In an initial exploration of how memory allocation works in CHERI, we implemented a series of trivial dynamic memory allocators. This was definitely a plan to throw one away strategy, but we made some useful discoveries in the process. We have documented these here, hoping they might be useful for other CHERI newbies like ourselves.
If a memory cell is going to store an address (now a capability) then the cell will need to be at least 16 bytes long. This applies to C unions and structs that include pointer fields. It also applies to segregated freelists that contain embedded next pointers, so the minimum size of a cell in a freelist is 16 bytes.

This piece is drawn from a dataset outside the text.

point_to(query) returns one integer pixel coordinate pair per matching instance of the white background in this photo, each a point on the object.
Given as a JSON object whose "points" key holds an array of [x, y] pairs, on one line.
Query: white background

Because a capability occupies 128 bits / 16 bytes (only twice the raw pointer width on 64-bit architectures), there is some compression to fit in all the base and bounds information. This means:
- some addresses need to be rounded (so the base value is capability-aligned)
- some capabilities have imprecise bounds (ideally we should overestimate bounds to avoid multiple independent capability ranges intersecting)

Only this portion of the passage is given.